Gerakan al-Maun Kekinian
Agus mengimbau agar saat ini kita harus melakukan gerakan-gerakan al-Maun dalam bentuk kekinian. Katanya, Pimpinan Pusat Muhammadiyah berharap ada al-Maun center di banyak tempat melalui seluruh amal usaha Muhammadiyah (AUM).
“Lembaga pendidikan kita menjadi bagian dari itu karena di daerah terjauh, terluar, terpencil, terdalam, sekolah-sekolah Muhammadiyah dan Aisyiyah berpihak kepada kaum dhuafa. Belum dari AUM lainnya,” ujarnya.
Sekarang, Agus menerangkan, ada lembaga-lembaga baru yang Muhammadiyah munculkan, seperti Muhammadiyah Disaster Management Center (MDMC) yang menangani bencana. Kiprahnya sudah mencapai internasional.
Ia juga menyebut Lazismu yang kiprahnya mewarnai kerelawanan terhadap saudara-saudara yang sedang tidak beruntung. Lembaga ini sudah kredibel, sudah diaudit akuntan publik. “Semuanya juga bisa dipertanggungjawabkan, sehingga kita tidak ragu menyakurkan dana melalui Lazismu,” jelasnya.
Bahkan, selama pandemi ini, Muhammadiyah wujudkan dalam Muhammadiyah Covid-19 Command Center (MCCC) sebagai gugus tugas mengawal pandemi Covid-19.
Dakwah Sosial di Tengah Bencana
Agus menyatakan, “Muhammadiyah berkomitmen sejak awal harus menjadi bagian tidak terpisahkan dalam rangka menghadapi pandemi ini. Muhammadiyah senantiasa berada di posisi ‘jangan sampai tidak menjadi teladan dari ikhtiar menghadapi pandemi ini’,” ucapnya.

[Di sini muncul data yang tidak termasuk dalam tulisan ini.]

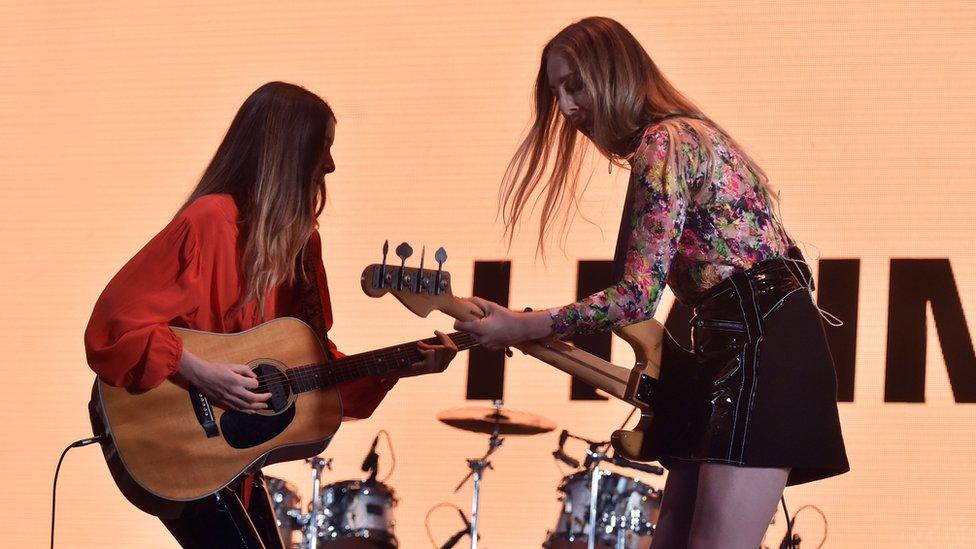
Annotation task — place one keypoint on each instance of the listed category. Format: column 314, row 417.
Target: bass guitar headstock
column 420, row 290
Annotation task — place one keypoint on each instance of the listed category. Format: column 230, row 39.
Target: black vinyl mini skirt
column 760, row 390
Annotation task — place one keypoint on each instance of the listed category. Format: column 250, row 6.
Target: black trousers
column 222, row 521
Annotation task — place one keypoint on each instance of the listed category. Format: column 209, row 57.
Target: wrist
column 189, row 366
column 538, row 324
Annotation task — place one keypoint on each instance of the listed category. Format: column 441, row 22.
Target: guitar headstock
column 420, row 290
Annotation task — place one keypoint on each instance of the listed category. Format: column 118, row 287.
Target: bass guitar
column 170, row 444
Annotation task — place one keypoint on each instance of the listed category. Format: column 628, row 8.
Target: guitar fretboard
column 372, row 363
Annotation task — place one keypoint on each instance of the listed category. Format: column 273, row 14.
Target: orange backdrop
column 861, row 112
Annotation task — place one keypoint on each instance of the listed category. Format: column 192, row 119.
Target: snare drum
column 626, row 512
column 288, row 510
column 357, row 514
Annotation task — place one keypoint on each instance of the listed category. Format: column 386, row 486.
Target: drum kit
column 599, row 508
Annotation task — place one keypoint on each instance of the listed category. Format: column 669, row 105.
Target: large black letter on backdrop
column 915, row 282
column 486, row 369
column 837, row 293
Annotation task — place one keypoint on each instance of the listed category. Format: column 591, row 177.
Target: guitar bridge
column 646, row 390
column 204, row 412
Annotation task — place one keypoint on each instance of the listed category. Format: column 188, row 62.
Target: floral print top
column 690, row 229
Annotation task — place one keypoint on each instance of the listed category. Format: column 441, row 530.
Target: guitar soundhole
column 274, row 381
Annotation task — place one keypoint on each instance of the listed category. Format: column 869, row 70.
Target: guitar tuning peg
column 440, row 256
column 420, row 272
column 404, row 251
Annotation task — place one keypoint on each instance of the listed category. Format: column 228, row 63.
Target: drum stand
column 477, row 467
column 311, row 533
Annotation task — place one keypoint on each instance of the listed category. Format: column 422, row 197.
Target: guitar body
column 162, row 452
column 653, row 345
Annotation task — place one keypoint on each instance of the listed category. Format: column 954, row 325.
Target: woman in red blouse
column 242, row 250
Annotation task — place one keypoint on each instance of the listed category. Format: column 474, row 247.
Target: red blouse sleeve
column 361, row 397
column 128, row 341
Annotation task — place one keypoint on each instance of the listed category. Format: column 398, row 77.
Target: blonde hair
column 628, row 93
column 270, row 161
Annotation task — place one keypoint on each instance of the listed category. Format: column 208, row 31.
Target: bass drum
column 357, row 514
column 626, row 512
column 288, row 511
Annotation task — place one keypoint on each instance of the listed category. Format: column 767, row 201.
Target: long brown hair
column 270, row 161
column 628, row 92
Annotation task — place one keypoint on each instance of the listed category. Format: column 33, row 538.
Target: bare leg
column 734, row 505
column 678, row 507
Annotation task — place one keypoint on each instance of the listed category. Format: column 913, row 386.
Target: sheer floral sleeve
column 659, row 213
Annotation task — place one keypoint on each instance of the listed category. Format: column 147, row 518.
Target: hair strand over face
column 270, row 162
column 627, row 92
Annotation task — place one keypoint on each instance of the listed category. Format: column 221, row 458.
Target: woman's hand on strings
column 229, row 386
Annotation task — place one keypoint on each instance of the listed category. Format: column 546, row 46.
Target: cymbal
column 484, row 419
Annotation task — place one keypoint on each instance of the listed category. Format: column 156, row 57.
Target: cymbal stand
column 477, row 467
column 311, row 530
column 593, row 458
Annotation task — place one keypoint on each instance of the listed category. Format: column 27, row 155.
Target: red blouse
column 189, row 276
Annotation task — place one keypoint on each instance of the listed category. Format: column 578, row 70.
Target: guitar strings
column 319, row 375
column 352, row 364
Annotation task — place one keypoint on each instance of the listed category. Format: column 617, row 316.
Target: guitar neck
column 578, row 363
column 379, row 362
column 599, row 373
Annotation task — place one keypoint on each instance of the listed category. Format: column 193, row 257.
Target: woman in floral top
column 757, row 411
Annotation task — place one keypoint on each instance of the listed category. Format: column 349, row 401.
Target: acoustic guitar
column 170, row 445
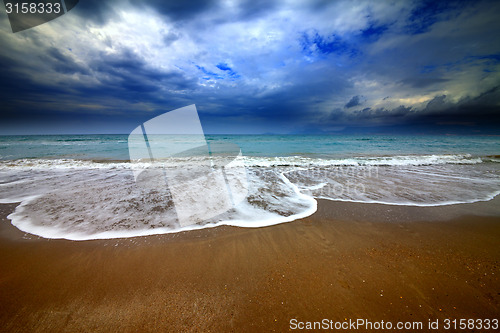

Maka, lanjutnya, program-program yang sudah tersusun dengan baik untuk menghadapi pandemi ini dilakukan terus-menerus. “MCCC di banyak tempat telah mendapat dukungan ortom dan AUM. Perguruan tinggi dan rumah sakit bergerak, termasuk saat musim vaksinasi sudah berjalan,” terang Agus.
Agus menekankan, Muhammadiyah mendukung dengan banyak hal. Misal, jaringan tempat AUM menjadi tempat vaksinasi. Juga vaksinasi lintas agama yang terus dilakukan sebagai bagian dari jihad kemanusiaan.
Begitu pula ketika berbagai bencana berturut-turut melanda Indonesia, Muhammadiyah tidak tinggal diam, dengan segala komponen yang ada.
“Muhammadiyah itu sudah dikenal satu respon bersama-sama: MDMC, Lazismu, Ortom mulai Aisyiyah, Pemuda Muhammadiyah dengan Kokamnya. Semua bergerak,” ucapnya.
Ia menyadari hal ini berat pelaksanaannya, karena terjadi di banyak tempat secara bersamaan. “Di situlah (organisasi) butuh mengatur agar teman-teman di lapangan tidak kehilangan stamina,” tutur Agus.
Berkat punya jaringan yang luar biasa untuk kebencanaan, Agus bersyukur MDMC maupun MCCC dapat penghargaan dari negara dalam hal penanganan kebencanaan.
Dalam menghadapi bencana non-alam, lanjutnya, biasanya Muhammadiyah kembali fokus memperkuat keluarga. “Bagaimana menjadikan keluarga itu tahan bencana, Aisyiyah kemudian membantu bagaimana agar keluarga punya potensi ekonomi yang menggembirakan,” jelasnya.
Agus menyampaikan pesan Kyai Dahlan, “Kalau memang cinta kepada Islam, tidak perlu siap bela Islam dengan jiwa-raga, karena kematian sudah Allah tentukan, tapi tawarkan harta-benda untuk perjuangan.”
Menurutnya, hal ini sudah Muhammadiyah lakukan sejak awal dan kalau sekarang dilanjutkan, tidak kaget kalau setiap ada gerakan, sejak dari pusat sampai ranting itu semuanya beresonansi: One Muhammadiyah, One Response.